Best Boomer Towns Columns

“Don’t Leave Home Without It.” Tips to Keep You Safe from the Raised Eyebrow Group

To this day the authorities are looking for whoever absconded with my Labium Superius and Inferius. But I don't lock up without rounding up what is left of my lips and glossing them over.

Tip 1A: Always carry a small compact mirror with you. Nothing says "you remind me of your mother's maiden aunt" more than lipstick all over your teeth.

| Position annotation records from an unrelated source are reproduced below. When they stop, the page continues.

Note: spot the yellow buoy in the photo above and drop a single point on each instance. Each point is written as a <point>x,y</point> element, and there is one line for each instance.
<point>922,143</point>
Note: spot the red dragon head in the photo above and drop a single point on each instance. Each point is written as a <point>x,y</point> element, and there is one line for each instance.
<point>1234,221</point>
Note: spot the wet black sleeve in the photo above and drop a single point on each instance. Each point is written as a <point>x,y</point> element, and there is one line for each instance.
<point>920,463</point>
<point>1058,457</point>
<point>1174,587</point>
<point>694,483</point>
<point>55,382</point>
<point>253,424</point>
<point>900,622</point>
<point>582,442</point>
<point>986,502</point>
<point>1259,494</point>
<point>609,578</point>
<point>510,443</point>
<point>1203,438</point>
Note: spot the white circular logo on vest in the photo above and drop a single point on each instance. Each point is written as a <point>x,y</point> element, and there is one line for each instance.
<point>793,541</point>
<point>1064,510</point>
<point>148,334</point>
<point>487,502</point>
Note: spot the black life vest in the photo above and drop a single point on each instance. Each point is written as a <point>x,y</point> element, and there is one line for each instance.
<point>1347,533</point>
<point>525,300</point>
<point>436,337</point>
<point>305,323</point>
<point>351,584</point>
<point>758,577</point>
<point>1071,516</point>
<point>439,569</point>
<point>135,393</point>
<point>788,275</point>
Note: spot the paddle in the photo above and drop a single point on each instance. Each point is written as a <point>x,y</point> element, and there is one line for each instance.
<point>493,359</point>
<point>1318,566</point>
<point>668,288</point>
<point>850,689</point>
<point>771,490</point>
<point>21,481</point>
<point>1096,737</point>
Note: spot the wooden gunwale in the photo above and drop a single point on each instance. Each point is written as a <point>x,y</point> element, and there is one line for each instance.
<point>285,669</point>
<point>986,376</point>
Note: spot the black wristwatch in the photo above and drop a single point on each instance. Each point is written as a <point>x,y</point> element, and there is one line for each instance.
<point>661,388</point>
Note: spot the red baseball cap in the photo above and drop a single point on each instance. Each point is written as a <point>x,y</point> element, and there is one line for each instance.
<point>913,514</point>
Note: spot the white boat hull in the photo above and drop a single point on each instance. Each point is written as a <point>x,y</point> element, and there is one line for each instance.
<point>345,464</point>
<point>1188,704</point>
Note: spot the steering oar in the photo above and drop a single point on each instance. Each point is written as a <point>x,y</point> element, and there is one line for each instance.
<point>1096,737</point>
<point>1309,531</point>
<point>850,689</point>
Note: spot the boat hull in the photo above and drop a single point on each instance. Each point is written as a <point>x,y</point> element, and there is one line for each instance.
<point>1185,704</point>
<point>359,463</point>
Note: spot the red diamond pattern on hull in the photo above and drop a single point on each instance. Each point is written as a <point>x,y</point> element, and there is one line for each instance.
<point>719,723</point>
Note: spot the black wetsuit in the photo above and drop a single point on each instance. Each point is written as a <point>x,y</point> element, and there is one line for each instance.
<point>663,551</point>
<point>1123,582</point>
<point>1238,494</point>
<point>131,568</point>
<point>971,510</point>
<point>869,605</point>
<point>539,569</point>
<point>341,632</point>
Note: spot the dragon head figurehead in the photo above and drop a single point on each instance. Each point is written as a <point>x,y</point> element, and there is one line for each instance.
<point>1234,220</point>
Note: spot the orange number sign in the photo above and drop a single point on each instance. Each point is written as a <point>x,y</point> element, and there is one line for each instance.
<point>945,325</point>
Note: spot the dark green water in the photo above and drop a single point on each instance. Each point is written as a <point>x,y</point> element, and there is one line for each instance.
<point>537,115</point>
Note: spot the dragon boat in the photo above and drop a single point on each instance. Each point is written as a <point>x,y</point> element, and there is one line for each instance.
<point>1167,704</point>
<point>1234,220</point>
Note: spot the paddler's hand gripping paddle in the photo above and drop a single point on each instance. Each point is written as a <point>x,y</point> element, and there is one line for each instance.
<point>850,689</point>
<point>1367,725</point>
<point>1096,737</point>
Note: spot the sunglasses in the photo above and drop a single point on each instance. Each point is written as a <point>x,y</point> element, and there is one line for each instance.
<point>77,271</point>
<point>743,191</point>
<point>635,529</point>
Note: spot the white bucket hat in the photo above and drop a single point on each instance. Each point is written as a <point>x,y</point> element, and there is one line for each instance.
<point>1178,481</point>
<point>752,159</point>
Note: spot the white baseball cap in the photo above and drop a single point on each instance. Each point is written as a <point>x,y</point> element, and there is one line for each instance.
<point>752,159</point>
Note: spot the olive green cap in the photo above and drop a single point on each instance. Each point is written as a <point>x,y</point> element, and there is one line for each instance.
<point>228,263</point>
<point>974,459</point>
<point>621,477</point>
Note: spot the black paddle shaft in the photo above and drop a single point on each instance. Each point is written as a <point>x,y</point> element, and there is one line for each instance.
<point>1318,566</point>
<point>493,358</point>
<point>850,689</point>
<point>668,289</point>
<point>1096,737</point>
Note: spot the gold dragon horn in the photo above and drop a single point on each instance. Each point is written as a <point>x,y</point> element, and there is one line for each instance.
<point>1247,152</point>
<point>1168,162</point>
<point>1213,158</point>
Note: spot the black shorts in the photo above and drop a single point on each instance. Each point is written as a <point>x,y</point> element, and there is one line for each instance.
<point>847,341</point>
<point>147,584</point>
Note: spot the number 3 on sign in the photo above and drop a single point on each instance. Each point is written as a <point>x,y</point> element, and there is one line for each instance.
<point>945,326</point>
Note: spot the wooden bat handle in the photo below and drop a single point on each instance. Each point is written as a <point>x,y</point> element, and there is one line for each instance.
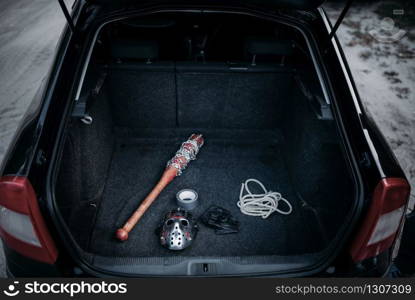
<point>168,175</point>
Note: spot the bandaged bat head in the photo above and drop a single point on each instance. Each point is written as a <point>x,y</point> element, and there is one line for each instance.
<point>178,230</point>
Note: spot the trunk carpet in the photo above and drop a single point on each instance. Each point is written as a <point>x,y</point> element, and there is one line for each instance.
<point>227,159</point>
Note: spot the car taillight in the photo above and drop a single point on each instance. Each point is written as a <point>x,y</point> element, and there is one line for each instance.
<point>383,220</point>
<point>21,224</point>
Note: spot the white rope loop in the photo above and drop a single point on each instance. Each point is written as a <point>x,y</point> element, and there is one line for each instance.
<point>263,204</point>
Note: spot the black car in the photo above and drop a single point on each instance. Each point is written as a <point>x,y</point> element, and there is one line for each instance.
<point>264,81</point>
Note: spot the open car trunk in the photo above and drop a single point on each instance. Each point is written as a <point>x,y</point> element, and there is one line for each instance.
<point>253,92</point>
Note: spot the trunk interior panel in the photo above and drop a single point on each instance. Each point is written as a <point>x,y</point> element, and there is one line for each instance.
<point>258,121</point>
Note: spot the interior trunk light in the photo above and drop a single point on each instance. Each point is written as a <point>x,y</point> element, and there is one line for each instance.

Laurie: Tip #2. There are so many things that are a natural part of my huge Vera Bradley purse, but if I had to pick one of the many essentials first, I think it would be Band-Aids. Yep, regular ole Band-Aids. In New York City, Land of Walk Everywhere, you never know when an old and trusted shoe is going to turn on you. Breezing down the sidewalk dodging tourists and potholes, suddenly you feel the beginning of a blister on your exhausted foot. Whip out that Band-Aid, slap it on the painful puffy foot skin, and keep easing on down the avenue.

elizabeth: Tip #3: Before leaving for work, a class, an errand or anything that just might be causing you some aggravation - take a few deep breaths. Get centered. Pet your dog. Feed your fish. Drink some milk out of your cat's bowl (make sure Fluffy is out of the room). Do anything to find some inner peace. Because the person you might be honking at to move into oncoming traffic could be me. And you don't know what ugly scary is until you try to try my patience.

Laurie: Tip #4. If you are crazy enough to actually try to drive in New York City traffic, never leave home without a roll of quarters. Yes, they make a lovely weapon of self-defense but that's not the reason I am telling you to throw them in your purse or car. After you have driven around for 45 minutes, you finally find a parking space. You will probably have to take a taxi to your destination but it's a parking space. You make the dreaded parallel parking attempts five or six times and finally get your car situated, and then you realize that you don't have quarter for the parking meter. Serious crimes have been committed in the name of a quarter.

elizabeth: Tip #5 Your parents may think that you are the center of their universe, but, trust me, and I mean this in the nicest way, you are not the center of ours. We don't need to hear a minute-to-minute account of your work day or your sex life or lack of. We got our own "Lacks ofs" list to keep us busy for a decade or two. Please don't burden us with yours. Try to make your phone calls at home. I know. That sounds like corporal punishment. If you must use your cell phone in public, please remember to use your inside voice. Or how about that inner voice that is telling you that no one needs to know the intimate details of your life? Listen to it. We'll read all the gory details of a day in your life when your memoir comes out. For now just sit down, open up a book, put on some lipstick and remain silent. Anything you say may be held against you.

Laurie: Tip #6. Always pack a sense of humor. You're going to need it when you discover that you have lipstick on your teeth, a blister on your foot, no quarters in your purse, and a bunch of people yelling on their cell phones.